Osteosarcoma Case File

Posted By: Medical Group - 3/31/2022 Post Author : Medical Group Post Date : Thursday, March 31, 2022 Post Time : 3/31/2022
Osteosarcoma Case File
Eugene C. Toy, MD, Andrew J. Rosenbaum, MD, Timothy T. Roberts, MD, Joshua S. Dines, MD

A 19-year-old woman presents to the office complaining of dull right thigh pain for the past 2 months. She denies any trauma or inciting events over that time. The pain was initially present only while walking and after other physical activities but has progressed and is present at rest. It now disrupts her sleep at night. She is otherwise healthy and denies any fevers, chills, weight loss, or night sweats. On physical exam, her right lower extremity is neurovascularly intact. Her knee has full range of motion, and there is no warmth or erythema. However, you do note mild swelling of her distal thigh and on palpation appreciate a mass in that region. An anteroposterior (AP) radiograph of the distal femur is shown in Figure 38–1 .
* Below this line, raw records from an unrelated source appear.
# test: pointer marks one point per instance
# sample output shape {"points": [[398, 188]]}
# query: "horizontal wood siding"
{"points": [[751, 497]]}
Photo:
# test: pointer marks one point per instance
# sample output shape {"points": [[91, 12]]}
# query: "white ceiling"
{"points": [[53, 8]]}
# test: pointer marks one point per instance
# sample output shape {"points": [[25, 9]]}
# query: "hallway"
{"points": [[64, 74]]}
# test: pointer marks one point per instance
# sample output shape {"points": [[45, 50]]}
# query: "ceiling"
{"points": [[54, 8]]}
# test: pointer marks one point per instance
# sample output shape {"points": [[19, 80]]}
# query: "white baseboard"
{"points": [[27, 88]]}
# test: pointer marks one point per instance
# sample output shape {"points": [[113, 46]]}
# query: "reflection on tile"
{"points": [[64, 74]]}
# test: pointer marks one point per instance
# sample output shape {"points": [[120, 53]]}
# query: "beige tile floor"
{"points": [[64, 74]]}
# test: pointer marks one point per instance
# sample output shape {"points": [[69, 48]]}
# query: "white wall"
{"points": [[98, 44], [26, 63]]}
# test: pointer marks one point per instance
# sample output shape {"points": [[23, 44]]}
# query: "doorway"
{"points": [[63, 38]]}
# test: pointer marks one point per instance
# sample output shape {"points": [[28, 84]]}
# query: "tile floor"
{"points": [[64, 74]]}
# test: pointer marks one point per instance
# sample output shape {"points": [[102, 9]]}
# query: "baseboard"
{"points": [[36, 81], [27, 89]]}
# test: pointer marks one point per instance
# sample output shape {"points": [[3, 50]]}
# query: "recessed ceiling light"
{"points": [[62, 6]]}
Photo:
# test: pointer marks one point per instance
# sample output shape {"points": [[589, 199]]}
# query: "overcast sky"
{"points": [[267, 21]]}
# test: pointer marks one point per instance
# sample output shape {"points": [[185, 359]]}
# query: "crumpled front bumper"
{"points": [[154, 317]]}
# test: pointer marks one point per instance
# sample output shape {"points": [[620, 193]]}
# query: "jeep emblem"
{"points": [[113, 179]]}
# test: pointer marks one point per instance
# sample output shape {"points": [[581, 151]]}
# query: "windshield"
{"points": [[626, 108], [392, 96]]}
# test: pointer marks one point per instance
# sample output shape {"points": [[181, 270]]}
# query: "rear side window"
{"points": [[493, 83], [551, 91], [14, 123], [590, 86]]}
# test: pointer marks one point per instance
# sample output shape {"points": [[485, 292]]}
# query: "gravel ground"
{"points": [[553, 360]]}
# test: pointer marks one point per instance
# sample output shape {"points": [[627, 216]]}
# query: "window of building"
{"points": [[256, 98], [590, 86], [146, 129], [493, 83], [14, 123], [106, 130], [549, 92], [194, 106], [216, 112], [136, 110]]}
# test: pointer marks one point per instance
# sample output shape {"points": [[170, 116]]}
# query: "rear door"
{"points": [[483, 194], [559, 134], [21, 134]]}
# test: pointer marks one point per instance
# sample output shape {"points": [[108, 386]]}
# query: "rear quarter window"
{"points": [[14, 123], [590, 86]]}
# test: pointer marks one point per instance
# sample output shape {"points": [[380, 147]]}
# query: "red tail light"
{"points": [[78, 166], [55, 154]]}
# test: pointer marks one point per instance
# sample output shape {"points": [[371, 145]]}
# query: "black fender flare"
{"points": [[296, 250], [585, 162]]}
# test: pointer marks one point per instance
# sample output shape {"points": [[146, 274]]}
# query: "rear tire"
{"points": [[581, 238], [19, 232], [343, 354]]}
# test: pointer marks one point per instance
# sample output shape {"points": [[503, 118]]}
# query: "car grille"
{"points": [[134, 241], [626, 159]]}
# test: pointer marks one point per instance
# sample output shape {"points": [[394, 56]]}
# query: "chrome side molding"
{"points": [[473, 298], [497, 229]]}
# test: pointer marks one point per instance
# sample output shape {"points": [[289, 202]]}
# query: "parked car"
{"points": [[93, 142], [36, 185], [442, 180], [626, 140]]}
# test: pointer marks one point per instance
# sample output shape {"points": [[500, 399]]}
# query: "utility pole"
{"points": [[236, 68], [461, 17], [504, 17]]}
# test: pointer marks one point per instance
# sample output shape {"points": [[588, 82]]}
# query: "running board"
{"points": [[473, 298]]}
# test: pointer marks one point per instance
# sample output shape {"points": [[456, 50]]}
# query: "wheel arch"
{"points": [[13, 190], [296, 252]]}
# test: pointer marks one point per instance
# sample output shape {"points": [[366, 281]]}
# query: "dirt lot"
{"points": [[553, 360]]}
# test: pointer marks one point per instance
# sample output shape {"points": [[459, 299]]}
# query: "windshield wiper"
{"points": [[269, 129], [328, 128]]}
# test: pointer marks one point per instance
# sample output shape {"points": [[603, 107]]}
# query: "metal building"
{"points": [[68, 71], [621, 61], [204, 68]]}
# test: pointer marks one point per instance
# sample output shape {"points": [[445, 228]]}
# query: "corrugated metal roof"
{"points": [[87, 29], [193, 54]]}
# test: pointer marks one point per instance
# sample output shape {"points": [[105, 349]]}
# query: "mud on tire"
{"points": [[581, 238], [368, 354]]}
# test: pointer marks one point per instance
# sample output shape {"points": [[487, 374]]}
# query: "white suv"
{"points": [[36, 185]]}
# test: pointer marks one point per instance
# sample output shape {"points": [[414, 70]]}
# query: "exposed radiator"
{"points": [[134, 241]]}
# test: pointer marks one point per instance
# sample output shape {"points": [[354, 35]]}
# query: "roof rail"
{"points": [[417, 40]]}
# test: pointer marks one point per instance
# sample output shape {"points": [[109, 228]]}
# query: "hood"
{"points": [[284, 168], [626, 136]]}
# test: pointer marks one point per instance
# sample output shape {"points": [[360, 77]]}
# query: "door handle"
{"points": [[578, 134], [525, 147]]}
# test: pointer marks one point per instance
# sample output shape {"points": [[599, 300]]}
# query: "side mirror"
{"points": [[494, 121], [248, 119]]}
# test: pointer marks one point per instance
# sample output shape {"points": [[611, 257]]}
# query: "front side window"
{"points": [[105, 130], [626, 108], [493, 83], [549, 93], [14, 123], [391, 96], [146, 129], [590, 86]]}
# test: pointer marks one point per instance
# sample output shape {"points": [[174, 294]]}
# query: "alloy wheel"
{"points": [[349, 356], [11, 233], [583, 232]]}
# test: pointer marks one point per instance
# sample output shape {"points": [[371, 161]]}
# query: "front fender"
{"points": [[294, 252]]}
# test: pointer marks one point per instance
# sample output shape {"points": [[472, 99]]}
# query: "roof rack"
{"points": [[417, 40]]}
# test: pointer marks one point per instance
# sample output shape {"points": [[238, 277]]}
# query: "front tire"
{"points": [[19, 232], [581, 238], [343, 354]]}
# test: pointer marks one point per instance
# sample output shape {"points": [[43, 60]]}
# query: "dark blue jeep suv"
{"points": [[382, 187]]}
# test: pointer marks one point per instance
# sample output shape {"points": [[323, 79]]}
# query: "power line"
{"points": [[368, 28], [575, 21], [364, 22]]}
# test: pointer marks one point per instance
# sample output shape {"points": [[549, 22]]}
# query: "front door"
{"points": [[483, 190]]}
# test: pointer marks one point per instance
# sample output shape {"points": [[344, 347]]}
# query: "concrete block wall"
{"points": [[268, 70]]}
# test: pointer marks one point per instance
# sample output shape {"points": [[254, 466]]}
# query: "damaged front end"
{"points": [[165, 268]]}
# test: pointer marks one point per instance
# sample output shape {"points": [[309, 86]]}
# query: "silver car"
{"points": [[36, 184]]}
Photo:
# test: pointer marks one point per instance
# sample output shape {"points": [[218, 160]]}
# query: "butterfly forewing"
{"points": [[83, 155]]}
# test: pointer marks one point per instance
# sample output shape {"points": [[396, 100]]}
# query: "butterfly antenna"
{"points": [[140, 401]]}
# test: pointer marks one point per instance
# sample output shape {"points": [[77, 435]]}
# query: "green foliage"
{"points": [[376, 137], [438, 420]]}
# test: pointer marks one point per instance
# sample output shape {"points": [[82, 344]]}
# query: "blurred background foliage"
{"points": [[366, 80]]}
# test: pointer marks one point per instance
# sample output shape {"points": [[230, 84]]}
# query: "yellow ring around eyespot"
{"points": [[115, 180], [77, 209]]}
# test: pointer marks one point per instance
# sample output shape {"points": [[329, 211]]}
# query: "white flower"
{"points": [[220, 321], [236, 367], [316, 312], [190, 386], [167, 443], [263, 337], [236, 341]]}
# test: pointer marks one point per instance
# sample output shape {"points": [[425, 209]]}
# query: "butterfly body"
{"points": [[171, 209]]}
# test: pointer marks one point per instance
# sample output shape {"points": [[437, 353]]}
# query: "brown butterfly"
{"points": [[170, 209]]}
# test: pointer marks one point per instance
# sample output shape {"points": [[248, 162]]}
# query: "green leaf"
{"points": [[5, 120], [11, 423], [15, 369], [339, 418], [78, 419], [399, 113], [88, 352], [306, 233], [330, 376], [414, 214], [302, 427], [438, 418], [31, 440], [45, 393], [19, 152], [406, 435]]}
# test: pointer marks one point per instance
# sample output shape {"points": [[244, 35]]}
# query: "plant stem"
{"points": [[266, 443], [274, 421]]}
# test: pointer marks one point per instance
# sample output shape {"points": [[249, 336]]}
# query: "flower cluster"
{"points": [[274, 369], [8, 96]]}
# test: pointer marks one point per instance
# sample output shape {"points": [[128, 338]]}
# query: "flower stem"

AP view of the distal femur
Figure 38–1. AP view of the distal femur. Many of the radiographic features of this osteosarcoma
mark it as a malignant tumor. The abnormal area of mottled lucent and sclerotic tumor in the
metaphysis fades gradually into the shadows of surrounding normal bone. It is difficult to see where
the tumor begins and ends; there is a large soft-tissue mass adjacent to the bone (M). The periosteum
has been unable to maintain a shell of mineralized new bone around this mass. The sclerotic
areas within the bone and the mineralized portions of the soft-tissue mass both have a relatively
amorphous, smudged appearance that is seen with calcified osteoid matrix. (Reproduced, with
permission, from Chen MYM, Pope TL, Ott DJ. Basic Radiology. 2nd ed. New York, NY: McGraw-Hill; 2011:Fig. 6-24.)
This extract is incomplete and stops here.